As Chet stared at it in sudden fear, the speedometer rose past sixty, then seventy.

“Chet, slow down!” Jeanette cried, sitting up straight in the seat and staring out the windshield at the sharp curve to the left that was only a few hundred yards ahead now.

Chet slammed his foot on the brake pedal, and the car once more began slowing, but within a few seconds the brakes had overheated once more, and he felt them starting to fade away.

The speedometer needle dipped below seventy for a second, then once more began creeping upward.

Frantically, Chet jerked on the transmission lever, and when it failed to respond, tried to switch off the ignition.

The key refused to turn. The car seemed to be operating under its own volition.

They hit the first curve at seventy-five, Chet’s knuckles white as he clutched the steering wheel. The tires screamed in protest as they went into the turn, but the road was banked here, and the wheels held.
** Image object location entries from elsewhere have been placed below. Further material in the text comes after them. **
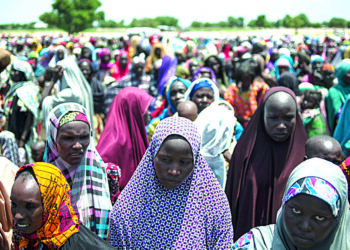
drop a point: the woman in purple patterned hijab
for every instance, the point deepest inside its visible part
(173, 200)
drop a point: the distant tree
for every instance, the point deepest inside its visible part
(240, 22)
(337, 22)
(73, 15)
(300, 21)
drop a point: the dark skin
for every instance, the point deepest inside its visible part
(72, 141)
(26, 206)
(177, 93)
(203, 97)
(173, 162)
(307, 220)
(280, 116)
(324, 147)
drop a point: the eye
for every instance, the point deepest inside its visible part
(296, 211)
(319, 218)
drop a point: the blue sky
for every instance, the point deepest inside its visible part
(24, 11)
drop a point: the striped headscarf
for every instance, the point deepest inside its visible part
(88, 180)
(60, 220)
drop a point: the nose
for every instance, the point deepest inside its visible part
(77, 145)
(305, 225)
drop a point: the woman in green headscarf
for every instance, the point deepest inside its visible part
(314, 213)
(337, 94)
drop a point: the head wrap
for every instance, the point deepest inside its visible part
(60, 220)
(88, 180)
(190, 216)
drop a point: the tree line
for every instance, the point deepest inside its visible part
(78, 15)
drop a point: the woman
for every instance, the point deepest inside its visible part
(21, 105)
(337, 95)
(175, 91)
(246, 95)
(216, 126)
(43, 215)
(202, 92)
(314, 212)
(121, 67)
(124, 138)
(70, 147)
(276, 137)
(73, 88)
(173, 200)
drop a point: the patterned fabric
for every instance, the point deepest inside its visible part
(195, 215)
(88, 180)
(73, 116)
(9, 148)
(60, 220)
(243, 242)
(246, 108)
(316, 187)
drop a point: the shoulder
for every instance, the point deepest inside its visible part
(85, 239)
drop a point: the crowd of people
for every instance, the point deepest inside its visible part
(174, 142)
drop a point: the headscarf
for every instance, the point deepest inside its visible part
(201, 83)
(194, 215)
(88, 180)
(74, 88)
(54, 59)
(283, 61)
(125, 131)
(199, 71)
(342, 131)
(166, 70)
(60, 220)
(259, 168)
(289, 80)
(321, 179)
(108, 65)
(337, 95)
(216, 125)
(117, 72)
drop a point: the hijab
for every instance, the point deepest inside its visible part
(60, 220)
(259, 167)
(88, 180)
(195, 215)
(321, 179)
(124, 139)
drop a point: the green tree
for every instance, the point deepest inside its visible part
(337, 22)
(73, 15)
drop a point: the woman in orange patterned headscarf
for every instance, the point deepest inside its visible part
(43, 214)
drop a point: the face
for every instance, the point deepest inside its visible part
(214, 65)
(279, 116)
(123, 61)
(282, 69)
(26, 206)
(17, 76)
(72, 140)
(346, 78)
(60, 54)
(86, 69)
(86, 53)
(307, 220)
(106, 58)
(193, 67)
(177, 93)
(173, 162)
(203, 97)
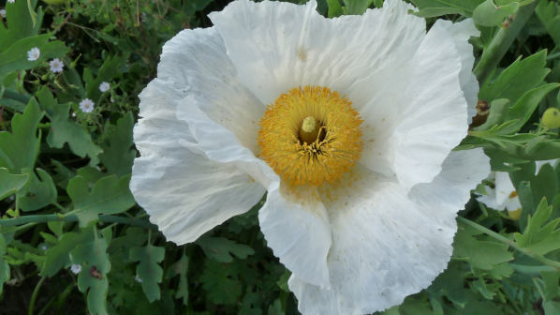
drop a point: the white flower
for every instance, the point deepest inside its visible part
(75, 268)
(104, 87)
(33, 54)
(502, 195)
(363, 188)
(86, 105)
(137, 279)
(56, 65)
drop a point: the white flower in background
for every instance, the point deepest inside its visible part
(347, 123)
(104, 87)
(33, 54)
(87, 105)
(75, 268)
(502, 195)
(56, 65)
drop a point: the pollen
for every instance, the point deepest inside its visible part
(310, 135)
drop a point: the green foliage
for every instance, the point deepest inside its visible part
(110, 195)
(72, 169)
(148, 269)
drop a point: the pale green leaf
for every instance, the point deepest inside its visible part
(148, 270)
(109, 195)
(10, 183)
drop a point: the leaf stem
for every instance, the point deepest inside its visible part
(509, 242)
(73, 218)
(34, 295)
(501, 42)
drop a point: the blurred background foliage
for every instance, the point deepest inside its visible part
(64, 173)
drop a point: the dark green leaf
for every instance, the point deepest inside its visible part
(110, 195)
(148, 270)
(220, 249)
(117, 154)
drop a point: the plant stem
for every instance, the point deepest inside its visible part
(501, 42)
(509, 242)
(34, 295)
(73, 218)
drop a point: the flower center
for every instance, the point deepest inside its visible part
(310, 135)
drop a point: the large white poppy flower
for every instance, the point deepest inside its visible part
(354, 148)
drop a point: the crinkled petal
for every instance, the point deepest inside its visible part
(184, 192)
(461, 32)
(428, 117)
(387, 243)
(296, 226)
(195, 62)
(304, 249)
(277, 46)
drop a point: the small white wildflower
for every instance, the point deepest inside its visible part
(104, 87)
(56, 65)
(86, 105)
(33, 54)
(76, 269)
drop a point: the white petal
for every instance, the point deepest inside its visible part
(184, 192)
(195, 62)
(461, 32)
(276, 46)
(412, 126)
(387, 244)
(296, 227)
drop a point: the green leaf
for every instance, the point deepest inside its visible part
(181, 267)
(57, 256)
(39, 191)
(64, 130)
(110, 68)
(93, 258)
(117, 154)
(538, 237)
(490, 14)
(335, 9)
(548, 13)
(497, 115)
(220, 249)
(15, 57)
(356, 7)
(20, 148)
(442, 7)
(525, 106)
(11, 183)
(480, 254)
(18, 24)
(519, 78)
(148, 270)
(4, 266)
(220, 282)
(110, 195)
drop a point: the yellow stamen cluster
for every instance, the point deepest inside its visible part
(310, 135)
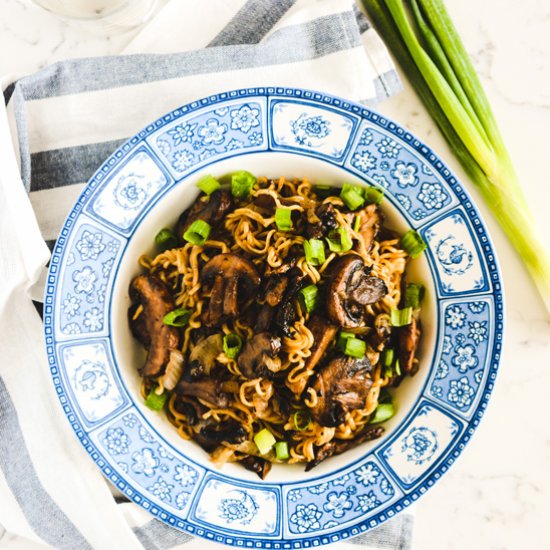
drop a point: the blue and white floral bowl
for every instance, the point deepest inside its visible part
(143, 187)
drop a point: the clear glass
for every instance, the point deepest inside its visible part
(108, 14)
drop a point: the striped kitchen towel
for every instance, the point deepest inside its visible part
(59, 125)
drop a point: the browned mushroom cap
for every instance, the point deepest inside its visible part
(151, 293)
(350, 289)
(233, 278)
(258, 465)
(203, 356)
(259, 356)
(336, 447)
(208, 389)
(210, 209)
(212, 436)
(370, 221)
(341, 386)
(323, 332)
(408, 337)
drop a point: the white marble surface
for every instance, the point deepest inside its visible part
(497, 496)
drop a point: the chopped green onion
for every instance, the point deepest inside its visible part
(208, 184)
(242, 183)
(383, 412)
(283, 219)
(264, 441)
(198, 232)
(302, 420)
(401, 317)
(281, 450)
(352, 195)
(354, 347)
(385, 396)
(155, 401)
(374, 195)
(310, 295)
(414, 293)
(323, 191)
(166, 240)
(232, 344)
(339, 240)
(177, 317)
(412, 243)
(314, 251)
(388, 357)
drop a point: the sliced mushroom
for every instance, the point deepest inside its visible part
(275, 287)
(370, 221)
(212, 436)
(203, 356)
(259, 356)
(159, 339)
(323, 332)
(286, 314)
(408, 337)
(341, 386)
(208, 389)
(350, 289)
(210, 209)
(234, 279)
(258, 465)
(338, 446)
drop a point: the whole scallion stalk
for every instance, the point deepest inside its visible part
(425, 43)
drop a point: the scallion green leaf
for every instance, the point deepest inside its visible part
(354, 347)
(374, 195)
(177, 318)
(242, 183)
(412, 243)
(310, 297)
(401, 317)
(232, 344)
(383, 412)
(314, 250)
(264, 441)
(208, 184)
(154, 401)
(165, 239)
(414, 293)
(283, 219)
(281, 450)
(198, 232)
(432, 55)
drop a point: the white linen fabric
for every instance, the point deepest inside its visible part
(58, 126)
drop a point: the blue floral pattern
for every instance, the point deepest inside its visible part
(212, 133)
(148, 463)
(317, 507)
(144, 468)
(426, 436)
(82, 295)
(415, 186)
(465, 347)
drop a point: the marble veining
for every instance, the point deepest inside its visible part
(499, 491)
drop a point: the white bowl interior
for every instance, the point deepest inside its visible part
(129, 355)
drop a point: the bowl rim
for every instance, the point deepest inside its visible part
(468, 207)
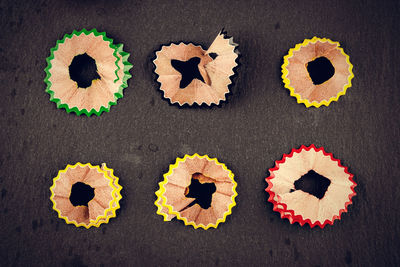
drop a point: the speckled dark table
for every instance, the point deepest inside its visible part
(143, 134)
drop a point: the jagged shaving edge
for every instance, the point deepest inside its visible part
(286, 80)
(117, 95)
(234, 69)
(299, 218)
(161, 191)
(101, 218)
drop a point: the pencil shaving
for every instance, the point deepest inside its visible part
(209, 78)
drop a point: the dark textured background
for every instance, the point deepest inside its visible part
(143, 134)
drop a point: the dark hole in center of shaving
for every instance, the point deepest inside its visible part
(83, 70)
(189, 70)
(312, 183)
(320, 70)
(213, 55)
(202, 192)
(81, 194)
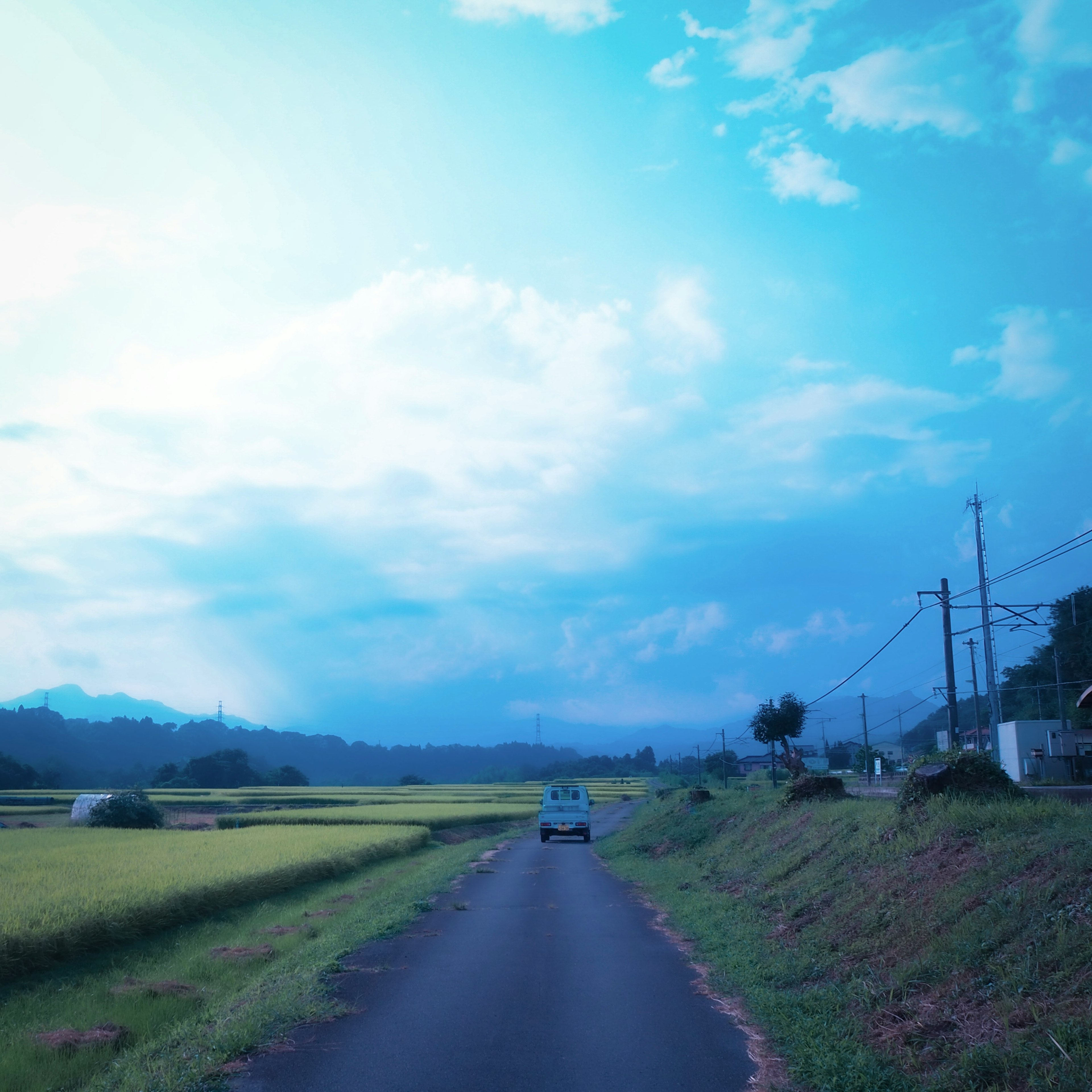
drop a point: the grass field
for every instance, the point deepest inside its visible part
(177, 1042)
(433, 815)
(69, 890)
(948, 949)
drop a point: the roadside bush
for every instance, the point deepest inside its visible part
(812, 788)
(970, 774)
(133, 811)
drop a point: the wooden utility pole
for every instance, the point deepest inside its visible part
(864, 721)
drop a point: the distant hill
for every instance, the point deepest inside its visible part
(82, 754)
(71, 702)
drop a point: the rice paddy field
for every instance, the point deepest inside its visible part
(70, 890)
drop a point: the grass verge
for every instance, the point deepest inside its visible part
(948, 948)
(181, 1042)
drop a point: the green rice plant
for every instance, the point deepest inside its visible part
(70, 890)
(433, 816)
(176, 1038)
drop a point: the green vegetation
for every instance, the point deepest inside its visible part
(947, 947)
(177, 1039)
(75, 889)
(133, 811)
(17, 776)
(435, 816)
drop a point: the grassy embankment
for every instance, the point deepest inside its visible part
(176, 1041)
(946, 949)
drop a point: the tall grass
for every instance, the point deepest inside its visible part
(889, 952)
(70, 890)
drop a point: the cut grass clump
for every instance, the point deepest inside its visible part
(69, 890)
(946, 949)
(813, 788)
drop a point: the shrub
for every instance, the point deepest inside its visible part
(970, 774)
(133, 811)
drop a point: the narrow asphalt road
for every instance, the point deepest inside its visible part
(552, 979)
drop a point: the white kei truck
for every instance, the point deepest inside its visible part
(565, 812)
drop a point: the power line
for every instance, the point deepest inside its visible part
(1051, 555)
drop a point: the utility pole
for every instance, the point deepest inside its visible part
(989, 655)
(864, 721)
(975, 689)
(946, 613)
(1062, 700)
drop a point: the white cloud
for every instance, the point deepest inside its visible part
(1051, 35)
(801, 364)
(45, 248)
(799, 172)
(572, 17)
(769, 42)
(683, 629)
(1055, 32)
(830, 625)
(1026, 354)
(669, 73)
(679, 320)
(900, 89)
(427, 400)
(1067, 151)
(801, 430)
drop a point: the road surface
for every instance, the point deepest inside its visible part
(553, 979)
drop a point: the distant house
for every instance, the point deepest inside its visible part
(750, 763)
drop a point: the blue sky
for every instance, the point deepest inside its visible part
(409, 369)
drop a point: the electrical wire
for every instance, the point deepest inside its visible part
(1051, 555)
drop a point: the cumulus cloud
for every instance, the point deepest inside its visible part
(669, 73)
(1051, 36)
(679, 320)
(794, 171)
(572, 17)
(900, 89)
(802, 430)
(832, 625)
(425, 400)
(769, 42)
(1025, 353)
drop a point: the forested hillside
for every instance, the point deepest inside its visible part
(77, 754)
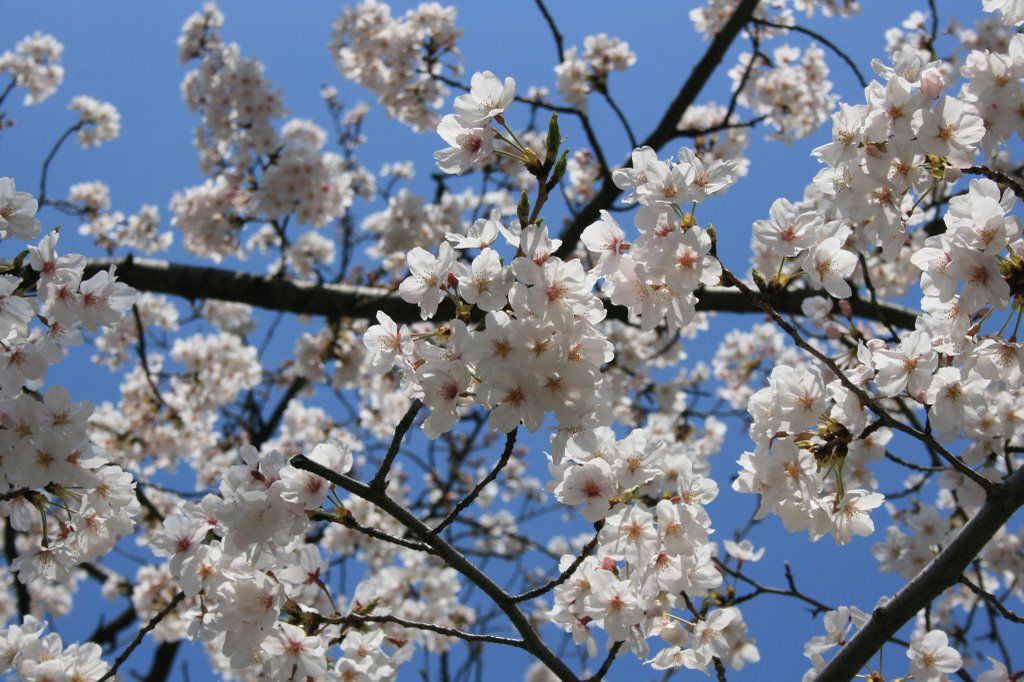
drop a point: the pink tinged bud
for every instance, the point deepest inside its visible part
(876, 344)
(932, 83)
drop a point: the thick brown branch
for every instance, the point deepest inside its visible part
(441, 630)
(943, 571)
(331, 300)
(666, 129)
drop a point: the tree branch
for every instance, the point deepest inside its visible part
(333, 300)
(451, 556)
(468, 500)
(944, 570)
(666, 129)
(415, 625)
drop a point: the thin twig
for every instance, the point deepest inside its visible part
(824, 41)
(468, 500)
(556, 35)
(146, 629)
(991, 600)
(562, 577)
(41, 198)
(606, 666)
(379, 481)
(531, 639)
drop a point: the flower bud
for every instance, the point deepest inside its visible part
(553, 141)
(932, 83)
(522, 210)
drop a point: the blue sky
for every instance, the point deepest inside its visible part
(125, 52)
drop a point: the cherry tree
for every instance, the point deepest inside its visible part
(487, 434)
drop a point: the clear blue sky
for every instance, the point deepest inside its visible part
(124, 52)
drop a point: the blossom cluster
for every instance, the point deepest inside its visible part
(397, 57)
(256, 173)
(579, 75)
(66, 499)
(35, 66)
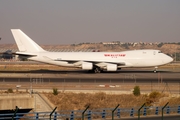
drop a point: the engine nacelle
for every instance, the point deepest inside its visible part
(87, 66)
(111, 67)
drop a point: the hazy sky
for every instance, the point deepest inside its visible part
(76, 21)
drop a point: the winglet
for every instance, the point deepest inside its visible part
(25, 43)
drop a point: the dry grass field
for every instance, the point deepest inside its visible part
(79, 101)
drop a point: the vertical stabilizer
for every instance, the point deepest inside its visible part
(24, 43)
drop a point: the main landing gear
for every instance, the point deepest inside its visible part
(155, 69)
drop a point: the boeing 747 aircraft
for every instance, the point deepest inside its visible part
(94, 61)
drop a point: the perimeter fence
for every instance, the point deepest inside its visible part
(89, 114)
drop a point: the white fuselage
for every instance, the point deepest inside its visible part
(96, 61)
(135, 58)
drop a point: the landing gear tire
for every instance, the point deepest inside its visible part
(97, 70)
(155, 69)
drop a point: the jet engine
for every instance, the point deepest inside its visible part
(87, 66)
(111, 67)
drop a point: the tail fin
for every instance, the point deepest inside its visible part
(24, 43)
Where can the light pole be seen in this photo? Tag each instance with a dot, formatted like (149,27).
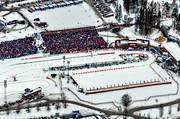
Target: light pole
(68,78)
(5,91)
(63,66)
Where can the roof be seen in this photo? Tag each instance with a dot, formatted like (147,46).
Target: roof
(173,49)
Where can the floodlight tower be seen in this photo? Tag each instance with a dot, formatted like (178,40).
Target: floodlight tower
(68,78)
(5,91)
(64,58)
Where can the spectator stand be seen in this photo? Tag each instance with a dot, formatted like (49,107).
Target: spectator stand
(72,40)
(56,4)
(17,48)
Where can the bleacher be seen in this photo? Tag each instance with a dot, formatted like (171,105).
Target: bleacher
(67,41)
(17,48)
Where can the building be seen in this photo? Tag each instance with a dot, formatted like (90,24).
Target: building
(137,44)
(174,51)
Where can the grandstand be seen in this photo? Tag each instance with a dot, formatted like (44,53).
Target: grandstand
(133,44)
(55,42)
(66,41)
(17,48)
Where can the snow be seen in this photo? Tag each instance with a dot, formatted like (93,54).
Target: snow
(29,73)
(173,49)
(65,18)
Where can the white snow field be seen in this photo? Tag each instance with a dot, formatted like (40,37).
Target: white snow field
(29,74)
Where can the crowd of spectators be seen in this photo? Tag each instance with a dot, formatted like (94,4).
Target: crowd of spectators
(17,48)
(72,40)
(58,42)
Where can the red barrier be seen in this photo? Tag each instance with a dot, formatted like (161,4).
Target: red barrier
(122,88)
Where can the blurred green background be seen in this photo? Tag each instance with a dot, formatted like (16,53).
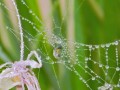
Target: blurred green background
(84,21)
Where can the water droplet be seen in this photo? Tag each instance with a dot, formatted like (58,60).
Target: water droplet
(107,67)
(86,59)
(30,11)
(100,65)
(116,43)
(96,46)
(93,78)
(48,58)
(108,45)
(102,46)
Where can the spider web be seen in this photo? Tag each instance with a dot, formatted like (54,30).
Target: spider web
(91,64)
Fifty yards farther on, the road twisted back to the right, and then, if Chet remembered right, went into the first of the hairpins, turning a full 180 degrees to head out on the northern wall of a deep cleft in the coastline.

The car survived the second curve, too, but both the Aldriches heard a violent grinding sound as they slued to the left, the rear fenders scraping against the low rock guard wall, the only thing protecting them from shooting off into the sea.

“Stop!” Jeanette screamed. “For God’s sake, do something!”

Chet got the car back into the right lane, but it was fully out of control now, still accelerating as it shot down a grade toward the hairpin turn and the narrow bridge that spanned the gap of the cleft at its tightest point.

“We’re not going to make it!” he shouted. “Get your head down!”

The car was doing nearly ninety when they hit the turn. Though Chet turned the wheel all the way to the lock, it wasn’t enough.

The front of the car nosed onto the bridge, but at almost the same instant, the rear wheels lost their traction and the big sedan spun out of control.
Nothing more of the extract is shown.